I got around halfway through this book before realizing that learning a new programming language through a thick textbook might be the single worst way to do it. Ordinarily this wouldn't be news to me, but in this case I wanted to try it anyway. See, learning Java in 2025 is different from learning Rust, or Zig, or Gleam in 2025.
With its first release in May of 1995 it has now enjoyed almost 30 years of development. That's quite impressive, but it also means that over the years, the language has gained many more features to accomplish the same things in new and different ways.
Reading blogs, or articles, or even the documentation it is quite hard to understand what modern Java actually looks like and how it differs from old Java. Stackoverflow is often especially bad for this, since it disallows duplicate questions and accepted answers are often 10+ years old. Sometimes those answers get updated, but often times they don't.
So I thought it would be a good idea to buy the most recent edition of one of the most well regarded textbooks to circumvent this issue.
And to be fair to the book, it is very comprehensive, specifically mentions the modern ways to do things right from the get go and overall just very well written.
So my issues with this book aren't at all about this specific book, they are about the format. As so many others do as well, so does this book try to incorporate a set of exercises after each section. And they cover the content from those chapters fairly well. However, you can really only implement a bunch of completely meaningless classes so many times before you want to punch through your monitor.
Java Books in particular for some reason seem to gravitate towards exercises where the reader has to implement classes to closely replicate an org chart. Person
, Employee
, Manager
being the de-facto standard way to explain classes and inheritance, when that is an objectively (pun intended!) terrible way to explain the concept. I understand that authors want to make this concept relatable, but pick literally any technical concept where object-oriented programming actually provides benefits to explain it. Otherwise people learn from minute one to focus excessively about arbitrary abstractions instead of actually solving technical problems.
The one saving grace of this book is that it summarizes the important takeaways of every chapter at the beginning of each chapter in about 10 or so bullet points. That is amazing, I wish every textbook would adopt this. It is much more helpful to have this at the beginning, because it guides the reader towards paying particular attention to the important bits during the rest of the chapter. For the chapters that I did work through I read these bullet points at the beginning (as is intended) and then again after reading the chapter to make sure that I didn't miss anything important during it. Sometimes this made me go back to a section because I noticed a gap in my understanding, but most of the time having this section at the top primed me well enough to grok it in one go. It's hard to believe how rare this approach seems to be, considering how simple the idea is. Just put the learnings at the top people, it helps!
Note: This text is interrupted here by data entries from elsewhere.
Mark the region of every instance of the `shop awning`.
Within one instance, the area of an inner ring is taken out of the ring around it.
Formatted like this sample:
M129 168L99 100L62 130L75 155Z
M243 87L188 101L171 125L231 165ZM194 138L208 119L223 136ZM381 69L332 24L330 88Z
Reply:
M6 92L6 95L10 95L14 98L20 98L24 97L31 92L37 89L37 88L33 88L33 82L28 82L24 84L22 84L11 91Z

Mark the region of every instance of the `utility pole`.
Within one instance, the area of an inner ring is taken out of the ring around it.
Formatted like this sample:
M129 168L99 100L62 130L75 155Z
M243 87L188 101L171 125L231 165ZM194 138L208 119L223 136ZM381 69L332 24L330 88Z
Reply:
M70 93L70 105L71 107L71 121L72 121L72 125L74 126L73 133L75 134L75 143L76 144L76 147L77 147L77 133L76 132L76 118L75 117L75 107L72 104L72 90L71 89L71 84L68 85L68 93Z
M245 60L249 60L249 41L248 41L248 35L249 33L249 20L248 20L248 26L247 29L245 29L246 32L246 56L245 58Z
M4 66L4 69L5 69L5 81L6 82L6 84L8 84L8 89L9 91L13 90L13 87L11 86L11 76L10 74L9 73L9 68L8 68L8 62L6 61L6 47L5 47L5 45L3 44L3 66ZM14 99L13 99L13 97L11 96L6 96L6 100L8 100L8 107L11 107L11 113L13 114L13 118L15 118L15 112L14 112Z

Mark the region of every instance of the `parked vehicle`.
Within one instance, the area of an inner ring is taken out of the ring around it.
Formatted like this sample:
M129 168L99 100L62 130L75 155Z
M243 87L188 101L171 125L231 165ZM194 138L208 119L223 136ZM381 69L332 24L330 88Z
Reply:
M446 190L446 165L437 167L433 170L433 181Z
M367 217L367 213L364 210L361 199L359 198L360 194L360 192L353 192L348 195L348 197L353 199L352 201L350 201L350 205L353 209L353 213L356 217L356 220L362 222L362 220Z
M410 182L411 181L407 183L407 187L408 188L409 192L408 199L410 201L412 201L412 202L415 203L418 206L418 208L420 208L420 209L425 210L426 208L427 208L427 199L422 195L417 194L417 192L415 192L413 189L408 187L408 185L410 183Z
Now that I have this book I'll probably come back to it to figure out some of the modern best practices, but only after building at least a few medium-sized real-world projects with the language. I certainly wouldn't recommend buying the book for that purpose, but if you have access to it through a library then it might not be the worst choice for that.
In conclusion: If you want to learn a programming language, build things with it. Don't read a book. Just build. And maybe come back for the technicalities later.